Поняв, что со стариком ему не договориться, татарин постоял некоторое время, испепеляя его своим злобным взглядом, и удручённо ворча, пошёл обратно. Поговорив немного с напарником, он оставил его стоять на посту, а сам отправился во внутрь, туда, где сидит командование. Через некоторое время оттуда с оружием в руках выскочило несколько воинов, они были похожи на рой испуганных пчёл, над которыми нависла опасность. Кымыш-дузчы увидел, как следом за ними из помещения вышел тот самый командир, задававший вопросы в тот день, когда расспрашивал его о Джунаид хане. Похоже, они собрались все вместе изгнать несговорчивого старика. Старик озабоченно посмотрел в лицо приближающегося командира, невольно подумав: «От этих что угодно можно ожидать!» Однако не увидел ожидаемого осуждения, никаких признаков гнева. Командир и внешне был похож на человека умного и образованного, интеллигентного.

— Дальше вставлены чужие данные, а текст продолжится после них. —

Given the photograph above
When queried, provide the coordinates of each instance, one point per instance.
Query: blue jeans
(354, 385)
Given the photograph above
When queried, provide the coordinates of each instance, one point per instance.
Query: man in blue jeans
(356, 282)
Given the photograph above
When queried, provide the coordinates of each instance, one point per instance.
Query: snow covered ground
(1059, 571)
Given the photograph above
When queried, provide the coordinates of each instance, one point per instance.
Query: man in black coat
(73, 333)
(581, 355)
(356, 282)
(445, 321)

Когда они приближались, опираясь руками о землю, Кымыш-дузчы поднялся с места. Командир остановился перед стариком, и татарин, понимая, что командиру потребуется переводчик, шустро подбежал к ним.

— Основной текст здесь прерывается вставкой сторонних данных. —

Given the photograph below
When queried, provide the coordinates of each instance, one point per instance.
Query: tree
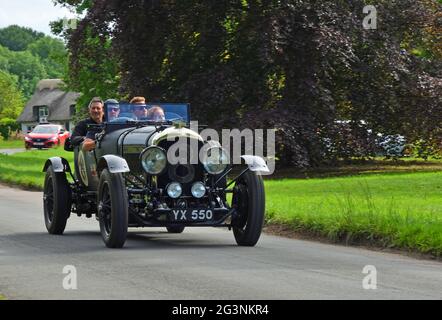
(11, 99)
(29, 71)
(17, 38)
(297, 66)
(53, 55)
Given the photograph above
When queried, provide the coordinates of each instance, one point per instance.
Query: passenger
(139, 108)
(113, 109)
(80, 134)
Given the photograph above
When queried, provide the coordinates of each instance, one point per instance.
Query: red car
(46, 136)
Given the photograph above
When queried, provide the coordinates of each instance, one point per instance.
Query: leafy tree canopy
(17, 38)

Старик рассказал, что в его отсутствие задержали его племянника и вместе со всей семьёй привезли сюда, а он не смог усидеть дома и прибыл сюда, чтобы справиться об их судьбе. Добавил: что, теперь советская власть видит врагов и в женщинах, и детях, если стала захватывать и их, его это очень удивляет, что село пустеет на глазах. Разве это пристало такому уважаемому государству? С свойственной ему прямотой Кымыш-дузчы высказал всё, что у него было на уме, абсолютно не задумываясь о том, чем всё это может кончиться.
Командир молча выслушал старика, не перебивая, не задавая вопросов. Поняв, что речь идёт об Ахмете и его семье, слегка кивнул головой, словно о чём-то вспомнив:
– Знаешь что, старик, если ты пришёл за женщиной и детьми, я с тобой соглашусь. Мы как раз получили сообщение из города, что ОГПУ разрешает нам вернуть их. К ним обратились с просьбой из вашего сельсовета руководители. Мы собирались отпустить их завтра, но если хочешь, можешь забирать их прямо сейчас.
Для старика, шедшего сюда с мыслью, что его ожидает трудный разговор, это сообщение стало неожиданным и приятным. И хотя он собственными ушами слышал о милостивом разрешении ОГПУ, не очень-то этому поверил. Разве это ведомство способно на такие поступки, ему бы только хватать, стрелять, сажать. Но тут Кымыш-дузчы вспомнил рассказ жены о том, как она ходила к Ягды просить у него помощи.